New mayor says Mabton needed to slow its pace

Laura Vazquez at Mabton’s most visible landmark, a trio of water reservoirs.

Photo by Ted Escobar
Laura Vazquez at Mabton’s most visible landmark, a trio of water reservoirs.



New mayor humbled by the job

Mabton Mayor Laura Vazquez on Wednesday said the city is moving forward as quickly as it can. But that’s not good enough for some residents.

Several, she said, show up at every meeting to complain. She fields a lot of phone calls, and most of those are not from fans.

Vazquez said it’s been brutal at times, and it hurts, but she defends the detractors.

“They have a right to think and say what they want,” she said.

That’s consistent with things Vazquez thought and said when her predecessor, Mario Martinez, was in the mayor’s chair.

“I was there” when residents would harangue Martinez, she said. She blamed him for the budget woes that were rumored to be on their way.

Now, she says she understands what Martinez went through.

As Vazquez speaks, you sense she would like to take back some of the things she said before and during the campaign, but she said it’s too late. She can’t go back.

The sting of criticism has been softened at mayors’ or city officials’ meetings, when others say such things as “Welcome to City Hall” or “We all get that.”

On the toughest days, she reminds herself of her mother’s words: “You’re a strong, independent individual.”

Vazquez must buck up. Her only other choice is to satisfy the critics by quitting.

She won’t do that, she said. She got herself into this situation, and she’s going to work her way through it.

“At least they’re happy that I answer their questions,” she said.

Vazquez said she is still excited about being mayor. She said she is going to give it all she has and will remain unemployed until she believes the city no longer needs full-time attention.

She still has three years to prove herself.

“It has humbled me,” she said.

New Mabton Mayor Laura Vazquez is finishing nine months on the job today, and she admits being mayor has turned out to be much more than she imagined.

“It’s gone really fast. I’ve been here nine months, and there is still a lot to learn,” Vazquez said. “It feels like I’ve been here a month.”

“It’s like running a big business with a whole lot of laws,” she added.

And she said, “Sometimes the mayor’s hands are tied.”

The first nine months have been spent keeping Mabton out of hot water financially.

Vazquez’s tenure started with a meeting of the department heads. She was handed the city’s tough financial news, and the purpose of the meeting was to make sure things didn’t get worse before she could make them better.

The city cut back on overtime, and there were other minor cuts.

“We’ve paid the bills every month, but it was paycheck-to-paycheck at first. Now we have some money left over at the end of the month,” Vazquez said.

One cause of the money challenges was the new water tower, which just went into service.

It tripled Mabton’s available potable water, but, Vazquez said, city officials over-estimated the amount of revenue that would come in to offset the cost.

“But I can’t say I’d blame anybody for that,” Vazquez said. “We needed infrastructure.
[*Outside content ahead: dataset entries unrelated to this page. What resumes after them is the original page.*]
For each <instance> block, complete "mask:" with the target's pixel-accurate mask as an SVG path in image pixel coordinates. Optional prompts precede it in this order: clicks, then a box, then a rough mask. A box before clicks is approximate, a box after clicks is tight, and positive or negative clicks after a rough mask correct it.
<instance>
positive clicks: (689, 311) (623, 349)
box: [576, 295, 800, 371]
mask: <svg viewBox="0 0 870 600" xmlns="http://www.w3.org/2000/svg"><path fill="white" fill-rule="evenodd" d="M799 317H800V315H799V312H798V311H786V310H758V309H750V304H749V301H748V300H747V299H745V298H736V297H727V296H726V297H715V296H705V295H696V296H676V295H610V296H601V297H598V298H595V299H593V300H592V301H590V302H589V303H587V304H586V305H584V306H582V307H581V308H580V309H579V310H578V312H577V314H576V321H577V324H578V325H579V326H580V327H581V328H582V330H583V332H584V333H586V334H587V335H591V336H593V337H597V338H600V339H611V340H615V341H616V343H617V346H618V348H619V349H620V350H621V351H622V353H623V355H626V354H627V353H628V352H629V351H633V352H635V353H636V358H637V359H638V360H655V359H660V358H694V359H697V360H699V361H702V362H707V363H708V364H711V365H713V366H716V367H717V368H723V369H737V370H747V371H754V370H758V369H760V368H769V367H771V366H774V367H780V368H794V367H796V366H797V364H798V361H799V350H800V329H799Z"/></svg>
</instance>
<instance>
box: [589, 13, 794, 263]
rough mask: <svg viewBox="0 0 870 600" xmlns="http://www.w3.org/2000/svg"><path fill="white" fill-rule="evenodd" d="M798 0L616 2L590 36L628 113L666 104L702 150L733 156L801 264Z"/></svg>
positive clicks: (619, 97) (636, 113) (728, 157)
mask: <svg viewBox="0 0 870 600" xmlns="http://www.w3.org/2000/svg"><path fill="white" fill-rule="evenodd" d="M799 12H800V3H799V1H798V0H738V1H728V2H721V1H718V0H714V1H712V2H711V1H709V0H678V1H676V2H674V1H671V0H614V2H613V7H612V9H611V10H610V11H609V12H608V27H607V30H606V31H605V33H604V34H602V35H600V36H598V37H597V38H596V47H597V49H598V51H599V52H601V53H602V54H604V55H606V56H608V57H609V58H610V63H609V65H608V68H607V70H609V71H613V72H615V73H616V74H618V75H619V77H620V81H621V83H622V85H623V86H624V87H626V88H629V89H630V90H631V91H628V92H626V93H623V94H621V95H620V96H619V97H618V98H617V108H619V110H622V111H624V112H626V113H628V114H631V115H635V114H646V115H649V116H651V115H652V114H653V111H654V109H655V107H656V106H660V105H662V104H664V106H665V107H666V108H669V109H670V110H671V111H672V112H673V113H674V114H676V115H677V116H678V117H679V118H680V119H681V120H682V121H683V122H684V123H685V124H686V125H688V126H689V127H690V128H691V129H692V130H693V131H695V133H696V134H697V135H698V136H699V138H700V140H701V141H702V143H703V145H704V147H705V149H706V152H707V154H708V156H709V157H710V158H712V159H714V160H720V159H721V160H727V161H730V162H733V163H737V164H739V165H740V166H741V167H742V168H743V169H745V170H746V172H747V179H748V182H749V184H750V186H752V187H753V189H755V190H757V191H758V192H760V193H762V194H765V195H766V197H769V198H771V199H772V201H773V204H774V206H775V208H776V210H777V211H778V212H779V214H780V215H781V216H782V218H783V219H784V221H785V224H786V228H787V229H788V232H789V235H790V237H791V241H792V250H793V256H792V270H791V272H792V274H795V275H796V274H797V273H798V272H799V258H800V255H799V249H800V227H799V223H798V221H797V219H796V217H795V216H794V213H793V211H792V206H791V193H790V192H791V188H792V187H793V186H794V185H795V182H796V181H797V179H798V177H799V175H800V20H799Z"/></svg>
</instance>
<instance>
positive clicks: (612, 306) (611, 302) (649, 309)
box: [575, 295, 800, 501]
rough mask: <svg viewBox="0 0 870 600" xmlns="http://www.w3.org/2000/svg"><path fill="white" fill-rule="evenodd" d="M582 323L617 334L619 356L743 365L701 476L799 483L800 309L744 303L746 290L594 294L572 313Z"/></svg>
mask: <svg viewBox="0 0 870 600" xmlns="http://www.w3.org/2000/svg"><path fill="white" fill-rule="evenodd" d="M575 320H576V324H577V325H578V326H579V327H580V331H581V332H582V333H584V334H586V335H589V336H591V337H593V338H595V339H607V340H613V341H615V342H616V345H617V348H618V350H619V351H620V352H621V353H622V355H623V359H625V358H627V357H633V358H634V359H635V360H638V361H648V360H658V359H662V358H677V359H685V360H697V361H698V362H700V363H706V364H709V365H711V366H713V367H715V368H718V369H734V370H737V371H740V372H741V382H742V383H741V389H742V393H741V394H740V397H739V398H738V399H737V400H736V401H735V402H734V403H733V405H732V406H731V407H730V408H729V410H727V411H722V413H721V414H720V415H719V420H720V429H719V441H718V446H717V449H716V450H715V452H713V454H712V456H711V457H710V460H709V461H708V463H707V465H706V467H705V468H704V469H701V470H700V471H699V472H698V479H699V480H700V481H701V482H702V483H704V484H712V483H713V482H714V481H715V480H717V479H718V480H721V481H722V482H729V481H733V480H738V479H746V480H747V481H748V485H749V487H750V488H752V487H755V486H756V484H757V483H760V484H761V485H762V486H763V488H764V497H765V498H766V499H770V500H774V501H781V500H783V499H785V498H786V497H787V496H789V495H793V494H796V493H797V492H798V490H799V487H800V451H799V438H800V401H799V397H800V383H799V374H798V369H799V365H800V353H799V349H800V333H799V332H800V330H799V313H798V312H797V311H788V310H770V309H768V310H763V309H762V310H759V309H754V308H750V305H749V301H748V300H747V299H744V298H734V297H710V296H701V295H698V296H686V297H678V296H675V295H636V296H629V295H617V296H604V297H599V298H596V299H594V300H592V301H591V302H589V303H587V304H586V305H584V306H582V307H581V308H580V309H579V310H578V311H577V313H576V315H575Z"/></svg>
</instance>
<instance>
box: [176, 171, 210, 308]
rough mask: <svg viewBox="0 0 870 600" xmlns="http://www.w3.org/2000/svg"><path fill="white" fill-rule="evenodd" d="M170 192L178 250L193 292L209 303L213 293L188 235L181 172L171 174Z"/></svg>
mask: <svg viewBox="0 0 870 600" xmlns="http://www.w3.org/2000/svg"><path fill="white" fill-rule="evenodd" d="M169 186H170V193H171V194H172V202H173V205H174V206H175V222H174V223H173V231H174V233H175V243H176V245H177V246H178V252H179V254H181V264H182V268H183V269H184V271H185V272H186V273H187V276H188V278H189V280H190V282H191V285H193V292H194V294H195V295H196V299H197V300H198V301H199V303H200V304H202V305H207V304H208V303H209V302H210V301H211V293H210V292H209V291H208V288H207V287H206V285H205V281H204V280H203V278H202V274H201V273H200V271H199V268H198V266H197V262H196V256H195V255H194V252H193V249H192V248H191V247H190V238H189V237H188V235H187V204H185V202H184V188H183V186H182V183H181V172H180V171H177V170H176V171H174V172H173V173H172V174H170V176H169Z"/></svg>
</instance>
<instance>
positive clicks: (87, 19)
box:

We still need infrastructure.

“Our newest truck is four years old, and the town has trucks that are older than that,” she added.

That revenue might still come, Vazquez said. The population is at about 2,200, and the community is growing.

“Once there were little paths. Now those are roads,” she said. “Places that were outside of town are now a part of the town.”

Vazquez said the residents — her too — know now how much the town needed the new water tower. It improved water quality and pressure.

“We actually can take real showers now. It used to be just a light spray of water,” she said.

Another thing that helped the budget was the departure of police officers. One died, one retired and one went to another department.

She said the city tried to replace them, but “… good officers are tough to find.

“They want more money than Mabton can pay,” Vazquez said.

Now the city is contracting with the Yakima County Sheriff’s Office for law enforcement. That will cost about $440,000 per year and three new patrol cars for the sheriff’s office at the outset. The city was paying $650,000 per year for its own department.

Vazquez said it appears the city’s lone officer, Tyson Cox, will sign on with the sheriff and continue to work in Mabton. The sheriff offered one sergeant and two deputies to Mabton.

Until that all comes together, the sheriff has increased visits to Mabton, Vazquez said. They are frequent and unannounced.

They don’t just come to town, though. They drive through neighborhoods, she said.

Mabton is moving forward as fast as it can move for now, Vazquez said. It will continue to look for grants aimed at small towns.

She said the city is preparing to apply for the Relight Washington Program the cities of Grandview and Sunnyside have taken advantage of, so the city can change to LED street lights. The changes cost nothing, and each city estimates it will save $50,000 or more yearly for power.

Vazquez said she’d be happy with any savings at all.